Tax Preparer Gets 17 ½ Year Sentence for Tax Shelters

The 64-year-old owner of a Maryland tax preparation business has been sentenced to 210 months in prison for a tax shelter scheme in which he colluded with an IRS revenue officer.

Irvin Hannis Catlett Jr. of Crownsville, Md., received the 17 ½-year prison sentence, followed by three years of supervised release. He and his tax preparation business were accused of reporting over $22 million in bogus tax losses from a fake car leasing company. U.S. District Judge Roger W. Titus handed down the sentence on Thursday and entered an order of restitution against Catlett for $3,810,244.  A federal jury convicted Catlett on Nov. 4, 2010.  

According to testimony at the nine-day trial, Catlett operated Tax Resolutions Inc., located in Laurel, Md.  He told his clients about “investing” in several car leasing and sale businesses, with names like Motors Holding Company and Rentown. Catlett knew, however, that the entities were not engaged in automobile leasing and sales, nor in any other legitimate, profit-making business. From 1999 to 2009, Catlett worked with others to sell clients purported “investments” in the tax shelter entities.  These investments were actually payments to Catlett for the purchase of bogus tax losses, purportedly generated by the tax shelter entities’ automobile leasing operations. 

Catlett, Walter Cullum and James Unterreiner prepared fraudulent tax returns for their clients that included the fictitious business losses, thereby reducing the amount of taxable income and total tax reported by the clients, resulting false claims for refunds from the IRS.

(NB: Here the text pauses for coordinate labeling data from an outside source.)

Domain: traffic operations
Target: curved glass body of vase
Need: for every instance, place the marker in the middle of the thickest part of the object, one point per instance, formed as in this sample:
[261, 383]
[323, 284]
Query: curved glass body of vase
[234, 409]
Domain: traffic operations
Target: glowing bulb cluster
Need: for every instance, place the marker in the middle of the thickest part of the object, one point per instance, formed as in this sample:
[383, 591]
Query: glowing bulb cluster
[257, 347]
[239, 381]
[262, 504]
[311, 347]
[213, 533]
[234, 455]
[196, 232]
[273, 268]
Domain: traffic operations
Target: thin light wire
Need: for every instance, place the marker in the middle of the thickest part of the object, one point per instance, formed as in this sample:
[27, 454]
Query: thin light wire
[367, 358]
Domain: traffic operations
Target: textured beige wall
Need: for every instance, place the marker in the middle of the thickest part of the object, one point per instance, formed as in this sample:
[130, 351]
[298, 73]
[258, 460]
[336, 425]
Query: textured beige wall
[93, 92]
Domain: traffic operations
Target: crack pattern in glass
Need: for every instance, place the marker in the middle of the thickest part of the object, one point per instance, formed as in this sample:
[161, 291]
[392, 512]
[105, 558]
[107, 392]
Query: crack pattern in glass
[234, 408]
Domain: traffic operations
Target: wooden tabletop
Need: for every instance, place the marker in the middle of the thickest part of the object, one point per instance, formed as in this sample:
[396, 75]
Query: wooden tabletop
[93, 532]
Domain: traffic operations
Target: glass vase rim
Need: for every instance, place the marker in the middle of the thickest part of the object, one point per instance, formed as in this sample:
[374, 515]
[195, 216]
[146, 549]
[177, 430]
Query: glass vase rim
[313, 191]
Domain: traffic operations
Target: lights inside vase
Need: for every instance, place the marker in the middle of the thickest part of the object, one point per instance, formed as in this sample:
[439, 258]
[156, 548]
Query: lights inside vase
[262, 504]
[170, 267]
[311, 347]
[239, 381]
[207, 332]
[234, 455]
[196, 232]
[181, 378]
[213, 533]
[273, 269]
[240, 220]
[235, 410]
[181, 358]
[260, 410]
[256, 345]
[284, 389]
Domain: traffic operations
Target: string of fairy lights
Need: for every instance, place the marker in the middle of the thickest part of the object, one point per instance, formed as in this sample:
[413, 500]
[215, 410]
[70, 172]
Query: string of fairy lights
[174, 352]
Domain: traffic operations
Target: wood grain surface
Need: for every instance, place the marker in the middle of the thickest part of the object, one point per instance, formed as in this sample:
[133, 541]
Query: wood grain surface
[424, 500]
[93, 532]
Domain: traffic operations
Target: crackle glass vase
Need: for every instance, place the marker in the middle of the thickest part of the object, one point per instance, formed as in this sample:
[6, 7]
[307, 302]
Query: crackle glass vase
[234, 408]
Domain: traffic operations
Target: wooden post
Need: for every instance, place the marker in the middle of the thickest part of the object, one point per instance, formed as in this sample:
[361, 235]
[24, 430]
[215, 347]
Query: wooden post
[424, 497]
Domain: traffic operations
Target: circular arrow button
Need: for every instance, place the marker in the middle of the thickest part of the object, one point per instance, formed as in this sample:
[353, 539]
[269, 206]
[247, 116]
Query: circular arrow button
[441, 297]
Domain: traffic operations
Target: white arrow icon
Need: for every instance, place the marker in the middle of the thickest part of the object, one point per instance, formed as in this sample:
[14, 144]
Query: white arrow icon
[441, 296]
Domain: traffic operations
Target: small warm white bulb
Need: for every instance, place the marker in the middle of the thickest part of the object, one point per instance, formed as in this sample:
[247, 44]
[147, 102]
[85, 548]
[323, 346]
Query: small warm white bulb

Testimony at the trial showed that Catlett paid Mark Hunt, an IRS revenue officer, to providing him with IRS taxpayer information on Tax Resolutions’ clients and to allow him to introduce Hunt to clients and potential clients as Catlett’s connection at the IRS, in order to assure them that the tax returns prepared by Tax Resolutions would not be the subject of adverse IRS actions.

As part of the scheme, Catlett and Cullum supplied clients with copies of stock certificates to assure them of the legitimacy of their investment in the tax shelter. Catlett and Cullum also provided clients with fraudulent IRS forms on which were reported the clients’ portions of fictitious business losses incurred by the tax shelter entities.

Catlett instructed Cullum and Unterreiner to prepare client tax returns by first determining each client’s tax without the tax shelter loss and then adding to the return a fictitious loss from a tax shelter entity that was large enough to reduce to zero the client’s tax due. Catlett instructed Cullum and Unterreiner on how to prepare false tax returns so they could maintain the scheme while Catlett was in prison on other charges from November 2002 to September 2004.

As a result of the scheme, approximately 275 tax returns were filed with the IRS reporting $22,009,021 in bogus Schedule E losses, which resulted in a tax loss to the U.S. Treasury of $3,810,244.

Maryland residents Walter Cullum, Jr., age 37, of Columbia; Mark E. Hunt, age 45, of Baltimore; and James Unterreiner II, age 34, of Bowie pleaded guilty to their participation in the tax evasion scheme. They were each sentenced to three years’ probation. Tressa Nivens, age 45, of Frederick, Md., also pleaded guilty to her role in the scheme and was sentenced to two years’ probation.